Amber is an academic prototype to decide the probabilistic termination behavior of Prob-solvable loops.

Run Amber with Docker

The repository comes with a Dockerfile. This is the easiest way to run Amber.

1. Make sure Docker is installed on your local machine (docs.docker.com/get-docker/).

2. Execute the following command, to run a docker container containing Amber and connect to the container:

   docker run -ti marcelmoosbrugger/amber
   

Now you can run Amber on a given benchmark file with the following command:

./amber benchmarks/past/2d_bounded_random_walk

If you want to use your own benchmarks within the Docker container please see the Docker documentation on volumes (docs.docker.com/storage/volumes/).

Local Installation

Amber needs the following dependencies:

• Python version ≥ 3.8 and pip
• scipy
• diofant
• lark-parser

To install these you can do the following steps.

1. Make sure you have python (version ≥ 3.8) and pip installed on your system.
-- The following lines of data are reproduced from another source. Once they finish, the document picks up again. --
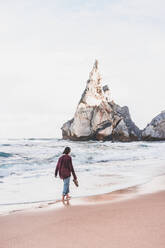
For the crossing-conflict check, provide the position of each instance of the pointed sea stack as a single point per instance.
(99, 118)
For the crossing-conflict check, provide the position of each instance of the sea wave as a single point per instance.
(5, 154)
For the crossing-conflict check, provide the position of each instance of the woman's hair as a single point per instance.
(66, 150)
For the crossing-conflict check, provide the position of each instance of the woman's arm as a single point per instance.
(72, 169)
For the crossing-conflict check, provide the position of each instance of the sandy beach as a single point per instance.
(134, 222)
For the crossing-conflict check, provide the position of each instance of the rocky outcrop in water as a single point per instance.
(156, 129)
(97, 117)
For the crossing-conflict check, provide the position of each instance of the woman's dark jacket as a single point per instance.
(65, 167)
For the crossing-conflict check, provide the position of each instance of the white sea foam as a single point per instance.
(27, 168)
Otherwise install it in your preferred way.

2. Clone the repository:

   git clone git@github.com:probing-lab/amber.git
   cd amber
   

3. Create a virtual environment in the .venv directory:

   pip3 install --user virtualenv
   python3 -m venv .venv
   

4. Activate the virtual environment:

   source .venv/bin/activate
   

5. Install the required dependencies with pip:

   pip install -r requirements.txt
   

If the previous command failed, try the following instead:

python -m pip install -r requirements.txt

Run Amber

Having all dependencies installed, you can run Amber for example like this:

python ./amber.py --benchmarks benchmarks/past/2d_bounded_random_walk

A more extensive help can be obtained by:

python ./amber.py --help

Run Automatic Tests

You can run all automatic tests with:

python -m unittest

Writing your own Prob-solvable loop

A Prob-solvable loop consist of initial assignments (one per line), a loop head while P > Q: and a loop body consisting of multiple variable updates (also one per line). The loop guard P > Q consists of two polynomials P and Q over the program variables.

Initial assignments:

• format: var = value
• comment: not all variables have to have initial value specified
• example: x = 123

Variable updates:

• format: var = option1 @ probability1; option2 @ probability2 ...
• comment: last probability can be omitted, it’s assumed to be whatever values is needed for probabilities to sum up to 1.
• comment: variables can depend only on previous variables non-linearly, and on itself linearly - e.g. x = x + 1 followed by y = y + x^2 is allowed. However, x = x + y followed by y = y + 1, or x = x^2 is not allowed.
• example: x = x @ 1/2; x + u

An example program would be:

# this is a comment
y = 0.01
x = 5
while x > 0:
    y = 2*y
    x = x + 200*y**2 @ 1/2; x - y**3

More examples can be found in the benchmarks folder.